Na een storm van kritiek op een wetsvoorstel heeft de minister van I&M aan de kamer geschreven dat onteigeningen op basis van de ontwerp-Omgevingswet, net als nu, niet doorgaan tenzij de rechter de onteigening toestaat.
De wetgever heeft de Omgevingswet aangenomen. Die wet is nog niet helemaal compleet, op bepaalde onderdelen moeten er aanvullende wetten komen. Bijvoorbeeld de Aanvullingswet Grondeigendom. Daarin wordt onder meer de Onteigeningswet opgenomen, zij het in sterk gewijzigde vorm.
Volgens de Onteigeningswet kan de overheid niet onteigenen zonder dat de civiele rechter dat toestaat. In het ontwerp van de Aanvullingswet staat dat niet langer de civiele rechter, maar de bestuursrechter zich buigt over onteigeningen. En dan alleen als de eigenaar dat wil.
Daarbij komt, dat het volgens de Ontwerpwet mogelijk is dat iemand er pas achteraf achter komt dat hij is onteigend. Dat was velen te gortig, zie de internetconsultatie.
De minister blijft erbij dat in de toekomst de bestuursrechter zich met onteigeningen bezig moet gaan houden. De civiele rechter zal zich alleen nog met de schadevergoeding voor onteigening bezighouden, niet met de vraag of een onteigening mag doorgaan.
Zoals gezegd is de minister vanwege de reacties nu van mening dat een onteigening pas mag doorgaan als de bestuursrechter dat toestaat. De overheid die wil onteigenen, moet dat dus melden bij de bestuursrechter. Pas als de bestuursrechter ‘groen licht’ geeft, gaat de onteigening door. Dit is een gunstige ontwikkeling, bezien vanuit het perspectief van de bescherming van het eigendomsrecht.

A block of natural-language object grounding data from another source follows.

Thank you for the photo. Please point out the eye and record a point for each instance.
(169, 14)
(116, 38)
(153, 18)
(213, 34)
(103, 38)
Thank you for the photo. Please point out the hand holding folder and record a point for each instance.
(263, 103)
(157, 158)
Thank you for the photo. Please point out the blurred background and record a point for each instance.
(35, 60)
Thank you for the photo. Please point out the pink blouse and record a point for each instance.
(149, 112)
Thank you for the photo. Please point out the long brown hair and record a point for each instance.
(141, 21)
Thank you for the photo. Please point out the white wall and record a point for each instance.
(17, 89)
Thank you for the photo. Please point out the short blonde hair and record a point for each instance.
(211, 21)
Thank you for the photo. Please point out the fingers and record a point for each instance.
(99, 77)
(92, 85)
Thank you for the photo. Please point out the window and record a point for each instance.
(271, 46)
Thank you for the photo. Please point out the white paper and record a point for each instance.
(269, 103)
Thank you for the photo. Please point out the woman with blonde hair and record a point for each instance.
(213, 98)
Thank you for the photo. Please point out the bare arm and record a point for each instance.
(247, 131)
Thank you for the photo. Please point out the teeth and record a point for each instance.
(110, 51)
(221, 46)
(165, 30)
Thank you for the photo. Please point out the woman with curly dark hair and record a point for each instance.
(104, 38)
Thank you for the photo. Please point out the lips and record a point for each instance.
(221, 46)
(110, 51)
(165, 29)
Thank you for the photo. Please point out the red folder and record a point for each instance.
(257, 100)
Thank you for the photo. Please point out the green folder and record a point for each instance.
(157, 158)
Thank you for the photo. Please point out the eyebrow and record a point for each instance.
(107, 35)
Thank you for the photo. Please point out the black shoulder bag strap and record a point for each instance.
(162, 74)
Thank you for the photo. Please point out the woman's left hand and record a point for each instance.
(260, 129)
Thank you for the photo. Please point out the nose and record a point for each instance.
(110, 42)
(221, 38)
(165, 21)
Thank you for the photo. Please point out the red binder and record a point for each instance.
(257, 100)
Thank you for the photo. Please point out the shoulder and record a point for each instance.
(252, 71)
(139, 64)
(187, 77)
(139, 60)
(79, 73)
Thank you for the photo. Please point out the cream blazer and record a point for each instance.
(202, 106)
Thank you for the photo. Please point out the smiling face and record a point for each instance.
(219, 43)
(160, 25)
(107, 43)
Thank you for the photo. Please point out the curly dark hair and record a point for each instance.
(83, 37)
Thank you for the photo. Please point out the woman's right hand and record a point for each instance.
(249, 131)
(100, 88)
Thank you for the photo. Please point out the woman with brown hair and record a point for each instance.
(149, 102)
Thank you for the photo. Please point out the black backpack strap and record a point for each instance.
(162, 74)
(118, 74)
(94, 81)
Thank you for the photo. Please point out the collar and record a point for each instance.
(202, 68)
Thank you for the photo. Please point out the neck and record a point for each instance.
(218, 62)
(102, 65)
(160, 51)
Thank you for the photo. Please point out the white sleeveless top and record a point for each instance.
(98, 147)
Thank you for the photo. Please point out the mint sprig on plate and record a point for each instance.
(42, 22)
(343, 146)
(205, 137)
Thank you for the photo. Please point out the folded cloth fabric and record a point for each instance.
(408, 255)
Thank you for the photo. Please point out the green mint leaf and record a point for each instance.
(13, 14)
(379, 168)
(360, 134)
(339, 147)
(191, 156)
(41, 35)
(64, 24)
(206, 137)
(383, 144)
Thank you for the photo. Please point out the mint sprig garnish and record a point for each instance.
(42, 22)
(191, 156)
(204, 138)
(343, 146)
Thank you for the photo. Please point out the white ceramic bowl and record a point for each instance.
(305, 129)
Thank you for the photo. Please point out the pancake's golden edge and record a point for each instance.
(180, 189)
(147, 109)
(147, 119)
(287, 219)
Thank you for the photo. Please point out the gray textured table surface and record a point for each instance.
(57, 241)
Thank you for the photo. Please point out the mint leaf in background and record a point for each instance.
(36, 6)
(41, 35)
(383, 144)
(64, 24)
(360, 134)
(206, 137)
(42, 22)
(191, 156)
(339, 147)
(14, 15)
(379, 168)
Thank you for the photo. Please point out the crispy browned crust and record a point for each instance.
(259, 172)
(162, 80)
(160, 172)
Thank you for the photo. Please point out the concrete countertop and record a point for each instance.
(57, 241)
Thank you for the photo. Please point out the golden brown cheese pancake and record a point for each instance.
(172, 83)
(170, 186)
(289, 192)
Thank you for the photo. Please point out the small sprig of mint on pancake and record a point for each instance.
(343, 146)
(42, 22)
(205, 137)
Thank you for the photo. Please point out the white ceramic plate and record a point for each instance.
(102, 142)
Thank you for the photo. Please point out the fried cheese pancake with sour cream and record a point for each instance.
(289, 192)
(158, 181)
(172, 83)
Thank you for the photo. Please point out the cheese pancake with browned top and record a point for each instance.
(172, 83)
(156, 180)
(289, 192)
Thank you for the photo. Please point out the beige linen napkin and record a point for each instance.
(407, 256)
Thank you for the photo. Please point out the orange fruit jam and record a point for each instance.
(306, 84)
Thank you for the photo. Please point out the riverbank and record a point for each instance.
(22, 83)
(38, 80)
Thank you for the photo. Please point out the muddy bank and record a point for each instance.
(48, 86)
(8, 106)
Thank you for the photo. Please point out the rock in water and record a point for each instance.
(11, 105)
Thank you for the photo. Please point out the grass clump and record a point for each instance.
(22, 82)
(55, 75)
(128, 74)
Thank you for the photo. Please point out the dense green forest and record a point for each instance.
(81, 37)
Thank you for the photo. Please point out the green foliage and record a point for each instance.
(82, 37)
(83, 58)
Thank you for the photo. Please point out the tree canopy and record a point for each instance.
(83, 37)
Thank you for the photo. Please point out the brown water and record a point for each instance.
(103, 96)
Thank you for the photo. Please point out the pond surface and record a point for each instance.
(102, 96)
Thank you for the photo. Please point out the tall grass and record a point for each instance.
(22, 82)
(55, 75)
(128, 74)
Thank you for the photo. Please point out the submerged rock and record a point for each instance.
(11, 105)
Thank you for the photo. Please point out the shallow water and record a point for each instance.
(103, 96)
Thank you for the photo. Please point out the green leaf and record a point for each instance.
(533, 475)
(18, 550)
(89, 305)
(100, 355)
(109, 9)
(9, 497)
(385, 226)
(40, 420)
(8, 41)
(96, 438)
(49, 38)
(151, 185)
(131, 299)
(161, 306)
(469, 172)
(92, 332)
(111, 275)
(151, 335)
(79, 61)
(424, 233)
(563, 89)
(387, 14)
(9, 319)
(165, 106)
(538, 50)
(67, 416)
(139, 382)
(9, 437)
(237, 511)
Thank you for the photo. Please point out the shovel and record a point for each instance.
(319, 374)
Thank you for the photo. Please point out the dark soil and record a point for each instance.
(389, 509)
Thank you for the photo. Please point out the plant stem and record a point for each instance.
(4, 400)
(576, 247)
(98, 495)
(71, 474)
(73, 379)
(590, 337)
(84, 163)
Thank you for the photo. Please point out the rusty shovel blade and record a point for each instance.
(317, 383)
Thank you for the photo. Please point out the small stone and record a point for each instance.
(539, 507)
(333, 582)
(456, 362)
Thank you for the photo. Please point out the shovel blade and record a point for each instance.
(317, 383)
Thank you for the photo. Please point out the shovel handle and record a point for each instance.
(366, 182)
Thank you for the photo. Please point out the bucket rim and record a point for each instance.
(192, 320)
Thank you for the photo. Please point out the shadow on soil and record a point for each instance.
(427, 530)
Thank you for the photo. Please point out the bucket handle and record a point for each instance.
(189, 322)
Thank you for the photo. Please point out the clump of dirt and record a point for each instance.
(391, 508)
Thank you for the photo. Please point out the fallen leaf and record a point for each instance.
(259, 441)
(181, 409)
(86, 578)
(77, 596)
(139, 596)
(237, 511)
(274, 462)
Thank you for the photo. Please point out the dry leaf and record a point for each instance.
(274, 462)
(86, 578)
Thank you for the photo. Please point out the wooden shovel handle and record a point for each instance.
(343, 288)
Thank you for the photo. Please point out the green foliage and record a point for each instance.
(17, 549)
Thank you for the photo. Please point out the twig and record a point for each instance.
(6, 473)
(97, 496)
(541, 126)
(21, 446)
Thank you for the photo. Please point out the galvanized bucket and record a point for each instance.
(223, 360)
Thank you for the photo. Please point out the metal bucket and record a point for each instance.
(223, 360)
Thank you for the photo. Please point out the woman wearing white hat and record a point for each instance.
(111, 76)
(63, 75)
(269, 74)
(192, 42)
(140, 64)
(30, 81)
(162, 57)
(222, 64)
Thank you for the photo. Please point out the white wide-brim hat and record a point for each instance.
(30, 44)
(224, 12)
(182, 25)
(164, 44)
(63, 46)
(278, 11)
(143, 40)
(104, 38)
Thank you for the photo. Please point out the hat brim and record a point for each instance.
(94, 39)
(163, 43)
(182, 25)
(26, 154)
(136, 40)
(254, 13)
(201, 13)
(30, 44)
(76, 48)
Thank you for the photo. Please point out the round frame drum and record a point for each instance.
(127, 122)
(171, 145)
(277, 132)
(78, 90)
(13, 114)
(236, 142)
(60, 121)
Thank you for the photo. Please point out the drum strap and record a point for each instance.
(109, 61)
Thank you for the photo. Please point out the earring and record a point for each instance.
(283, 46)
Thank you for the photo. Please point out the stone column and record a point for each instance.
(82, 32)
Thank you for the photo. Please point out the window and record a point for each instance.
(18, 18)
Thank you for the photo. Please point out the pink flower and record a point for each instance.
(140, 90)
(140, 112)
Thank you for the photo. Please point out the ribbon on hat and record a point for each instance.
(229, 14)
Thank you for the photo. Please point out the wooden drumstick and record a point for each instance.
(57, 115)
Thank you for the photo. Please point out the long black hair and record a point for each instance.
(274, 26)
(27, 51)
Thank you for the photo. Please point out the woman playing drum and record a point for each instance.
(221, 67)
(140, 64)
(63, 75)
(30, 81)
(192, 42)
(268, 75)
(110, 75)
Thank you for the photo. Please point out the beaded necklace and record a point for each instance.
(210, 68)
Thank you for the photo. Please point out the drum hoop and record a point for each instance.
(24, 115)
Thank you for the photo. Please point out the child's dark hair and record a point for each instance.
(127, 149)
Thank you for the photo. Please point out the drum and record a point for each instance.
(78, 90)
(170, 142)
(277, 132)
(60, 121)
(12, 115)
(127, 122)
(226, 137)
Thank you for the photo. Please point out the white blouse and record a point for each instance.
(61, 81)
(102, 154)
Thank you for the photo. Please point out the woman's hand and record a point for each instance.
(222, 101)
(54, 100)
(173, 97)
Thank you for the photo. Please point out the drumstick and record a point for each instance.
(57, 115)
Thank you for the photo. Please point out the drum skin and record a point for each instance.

De brief is te lezen op deze pagina.
Een belangrijke doelstelling van de Omgevingswetgeving wordt hiermee echter niet nageleefd: stroomlijning. De minister gaat de Aanvullingswet zo wijzigen dat de overheid eerst toestemming moet krijgen van de bestuursrechter. Dat is zeer ongebruikelijk in de Omgevingswet, en ook in het algemene bestuursrecht. In het omgevingsrecht is in 2008 bovendien afscheid genomen van een toestemmingsregeling (tot die tijd werd een gemeentelijk bestemmingsplan pas van kracht als de provincie dat goedkeurde).
Wat de stroomlijning betreft had het meer voor de hand gelegen om de onteigeningskwesties in handen van de civiele rechter te laten, die bovendien al 175 jaar ervaring heeft met deze materie.